I don't see why this is a reason to be skeptical. Firefox is a huge codebase. Substantial chunks of it have been rewritten using Rust while maintaining the entire app and adding features. This is entirely the plan: You can slowly, as you touch parts, migrate the codebase.

Firefox (and many other projects) was already a mix of multiple languages - it uses C, C++, Javascript, ... and now Rust. And while there is value in having less languages to deal with, there is equally value to use multiple languages and apply them where you see major benefit. For example, replacing exposed and high-risk components (image/file parsers for example) with a language that de-risks those implementations. Like all of the things in software engineering, this is a tradeoff. It may not make sense for your application, but it can make sense for others.

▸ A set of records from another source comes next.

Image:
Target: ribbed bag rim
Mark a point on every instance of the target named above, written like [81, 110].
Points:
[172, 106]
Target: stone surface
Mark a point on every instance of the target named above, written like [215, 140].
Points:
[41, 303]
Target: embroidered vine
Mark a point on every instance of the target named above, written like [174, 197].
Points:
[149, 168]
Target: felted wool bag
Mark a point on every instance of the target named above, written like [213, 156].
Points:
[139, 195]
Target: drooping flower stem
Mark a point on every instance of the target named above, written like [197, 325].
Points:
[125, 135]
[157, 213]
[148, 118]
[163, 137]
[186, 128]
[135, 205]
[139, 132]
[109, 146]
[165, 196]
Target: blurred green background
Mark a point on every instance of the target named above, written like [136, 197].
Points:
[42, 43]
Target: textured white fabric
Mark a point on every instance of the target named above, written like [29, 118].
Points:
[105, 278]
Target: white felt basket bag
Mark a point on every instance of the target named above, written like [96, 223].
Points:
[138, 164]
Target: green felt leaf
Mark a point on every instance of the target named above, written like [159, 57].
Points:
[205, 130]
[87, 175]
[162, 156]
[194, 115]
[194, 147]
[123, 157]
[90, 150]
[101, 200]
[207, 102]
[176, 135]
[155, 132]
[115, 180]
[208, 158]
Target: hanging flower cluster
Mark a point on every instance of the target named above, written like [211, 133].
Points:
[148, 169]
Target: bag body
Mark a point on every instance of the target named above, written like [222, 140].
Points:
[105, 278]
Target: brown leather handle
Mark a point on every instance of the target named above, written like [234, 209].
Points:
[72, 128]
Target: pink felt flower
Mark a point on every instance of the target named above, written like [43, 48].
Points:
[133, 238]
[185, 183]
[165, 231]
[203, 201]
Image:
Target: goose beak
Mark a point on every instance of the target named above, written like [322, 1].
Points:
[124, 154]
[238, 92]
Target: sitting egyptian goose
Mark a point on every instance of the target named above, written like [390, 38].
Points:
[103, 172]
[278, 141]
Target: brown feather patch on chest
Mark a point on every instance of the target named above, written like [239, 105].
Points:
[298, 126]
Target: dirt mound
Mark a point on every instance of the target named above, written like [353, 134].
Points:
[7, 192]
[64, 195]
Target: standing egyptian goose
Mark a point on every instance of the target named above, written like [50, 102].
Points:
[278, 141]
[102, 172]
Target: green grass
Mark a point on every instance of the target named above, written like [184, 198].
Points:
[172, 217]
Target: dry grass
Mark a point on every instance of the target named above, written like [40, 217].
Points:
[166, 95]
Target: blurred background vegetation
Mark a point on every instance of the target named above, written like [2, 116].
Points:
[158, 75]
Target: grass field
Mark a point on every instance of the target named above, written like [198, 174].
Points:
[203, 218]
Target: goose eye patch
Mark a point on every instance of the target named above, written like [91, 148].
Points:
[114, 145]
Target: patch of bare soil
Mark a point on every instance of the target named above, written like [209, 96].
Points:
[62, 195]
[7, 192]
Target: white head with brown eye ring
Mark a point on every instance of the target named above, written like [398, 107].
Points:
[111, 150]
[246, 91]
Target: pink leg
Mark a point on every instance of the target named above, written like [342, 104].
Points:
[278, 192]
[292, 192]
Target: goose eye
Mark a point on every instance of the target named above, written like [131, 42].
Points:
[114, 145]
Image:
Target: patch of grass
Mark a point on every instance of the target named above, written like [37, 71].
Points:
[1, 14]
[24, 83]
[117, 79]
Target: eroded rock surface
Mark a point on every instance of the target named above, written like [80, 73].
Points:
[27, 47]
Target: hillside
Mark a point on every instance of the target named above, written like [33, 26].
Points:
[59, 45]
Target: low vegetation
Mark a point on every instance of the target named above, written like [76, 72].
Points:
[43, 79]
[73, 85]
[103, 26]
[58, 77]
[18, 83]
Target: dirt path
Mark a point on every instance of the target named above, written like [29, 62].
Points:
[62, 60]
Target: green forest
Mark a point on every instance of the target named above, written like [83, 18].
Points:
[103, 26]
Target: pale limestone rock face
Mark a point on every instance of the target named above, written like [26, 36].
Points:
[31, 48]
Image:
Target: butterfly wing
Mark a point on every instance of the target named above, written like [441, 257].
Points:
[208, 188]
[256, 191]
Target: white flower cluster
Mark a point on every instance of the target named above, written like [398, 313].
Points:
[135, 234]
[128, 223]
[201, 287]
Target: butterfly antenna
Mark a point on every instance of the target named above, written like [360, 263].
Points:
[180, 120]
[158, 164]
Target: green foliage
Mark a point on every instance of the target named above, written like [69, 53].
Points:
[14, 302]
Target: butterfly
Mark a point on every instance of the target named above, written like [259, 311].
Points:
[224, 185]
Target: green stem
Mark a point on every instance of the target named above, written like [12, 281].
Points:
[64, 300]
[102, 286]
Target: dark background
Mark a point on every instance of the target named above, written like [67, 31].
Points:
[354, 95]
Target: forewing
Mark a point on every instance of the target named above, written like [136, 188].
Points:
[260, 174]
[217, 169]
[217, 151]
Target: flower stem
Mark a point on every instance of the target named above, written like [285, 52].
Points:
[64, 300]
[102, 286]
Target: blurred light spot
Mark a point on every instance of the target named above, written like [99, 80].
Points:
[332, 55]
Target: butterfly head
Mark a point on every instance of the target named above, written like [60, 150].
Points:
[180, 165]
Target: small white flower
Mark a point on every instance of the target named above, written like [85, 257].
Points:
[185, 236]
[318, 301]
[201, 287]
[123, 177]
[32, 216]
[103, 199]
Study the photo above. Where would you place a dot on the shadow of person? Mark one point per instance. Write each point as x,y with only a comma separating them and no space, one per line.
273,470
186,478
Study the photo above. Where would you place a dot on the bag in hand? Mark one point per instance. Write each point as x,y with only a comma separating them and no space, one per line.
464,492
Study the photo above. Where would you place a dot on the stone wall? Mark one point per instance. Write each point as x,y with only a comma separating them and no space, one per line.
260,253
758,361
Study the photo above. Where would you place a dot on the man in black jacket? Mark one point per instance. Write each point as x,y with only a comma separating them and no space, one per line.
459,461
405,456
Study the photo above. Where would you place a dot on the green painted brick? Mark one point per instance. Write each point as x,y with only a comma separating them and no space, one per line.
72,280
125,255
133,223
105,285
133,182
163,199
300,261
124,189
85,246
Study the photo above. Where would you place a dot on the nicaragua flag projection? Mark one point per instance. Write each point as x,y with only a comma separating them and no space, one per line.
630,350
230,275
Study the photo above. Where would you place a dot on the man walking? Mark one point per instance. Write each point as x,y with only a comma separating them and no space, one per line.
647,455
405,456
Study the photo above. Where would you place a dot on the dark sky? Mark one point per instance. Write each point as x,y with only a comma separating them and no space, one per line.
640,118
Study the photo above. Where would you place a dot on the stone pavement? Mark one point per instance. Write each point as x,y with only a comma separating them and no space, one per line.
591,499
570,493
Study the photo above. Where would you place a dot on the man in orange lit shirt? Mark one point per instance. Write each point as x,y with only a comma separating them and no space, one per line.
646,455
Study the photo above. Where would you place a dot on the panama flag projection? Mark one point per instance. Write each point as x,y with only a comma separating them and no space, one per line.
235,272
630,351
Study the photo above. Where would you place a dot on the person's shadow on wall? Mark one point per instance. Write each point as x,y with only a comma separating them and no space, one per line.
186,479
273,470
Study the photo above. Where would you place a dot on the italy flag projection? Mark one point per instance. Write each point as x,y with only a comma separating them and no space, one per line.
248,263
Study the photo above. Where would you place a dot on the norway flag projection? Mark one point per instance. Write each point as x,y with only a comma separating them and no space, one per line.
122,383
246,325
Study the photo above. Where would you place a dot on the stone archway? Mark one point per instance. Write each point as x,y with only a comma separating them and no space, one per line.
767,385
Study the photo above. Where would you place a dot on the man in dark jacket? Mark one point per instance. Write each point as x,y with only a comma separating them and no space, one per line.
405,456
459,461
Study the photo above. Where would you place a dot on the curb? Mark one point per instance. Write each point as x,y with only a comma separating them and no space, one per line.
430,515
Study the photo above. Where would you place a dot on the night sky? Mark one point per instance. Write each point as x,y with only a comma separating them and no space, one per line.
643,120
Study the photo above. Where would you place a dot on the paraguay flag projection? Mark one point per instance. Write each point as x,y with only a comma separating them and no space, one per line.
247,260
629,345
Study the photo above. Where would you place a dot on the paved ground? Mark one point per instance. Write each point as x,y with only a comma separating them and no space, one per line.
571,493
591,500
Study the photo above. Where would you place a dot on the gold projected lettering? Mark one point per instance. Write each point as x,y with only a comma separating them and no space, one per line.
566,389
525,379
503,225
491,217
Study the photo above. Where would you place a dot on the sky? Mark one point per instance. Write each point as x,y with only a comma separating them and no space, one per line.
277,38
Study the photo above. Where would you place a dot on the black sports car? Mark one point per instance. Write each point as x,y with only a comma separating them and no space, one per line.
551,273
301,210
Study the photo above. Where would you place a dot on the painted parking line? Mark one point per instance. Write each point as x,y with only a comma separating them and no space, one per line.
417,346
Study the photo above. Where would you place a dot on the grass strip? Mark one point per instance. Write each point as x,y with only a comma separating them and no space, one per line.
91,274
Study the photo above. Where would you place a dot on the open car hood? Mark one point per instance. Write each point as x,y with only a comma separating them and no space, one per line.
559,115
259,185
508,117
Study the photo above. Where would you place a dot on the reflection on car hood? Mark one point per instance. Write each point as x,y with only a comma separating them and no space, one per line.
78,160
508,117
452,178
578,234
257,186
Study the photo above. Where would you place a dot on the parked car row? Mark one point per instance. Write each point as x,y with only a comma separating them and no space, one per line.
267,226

Of the 32,373,275 lines in Firefox that tokei reports, 3,439,065 is Rust. 5,740,010 is in C (C + C Headers). And 5,643,721 is C++ (C++ + C++ Headers). 7,343,459 is JS.

Using the "Code" column to ignore comments and blanks.

This is based on the mozilla-central-78a5d30a370f bundle.

(Also, holy crap it took tokei 10m to run this analysis).

I don’t think the relative % of rust has changed a lot in the past few years though, has it? After they got the obvious low lying fruit it slowed down dramatically didn’t it?
It's a good question but I have no plans to write a script that walks mercurial history and plots the relative percentages of the code based on language.

If you find the time and urge I'd be interested to know the results.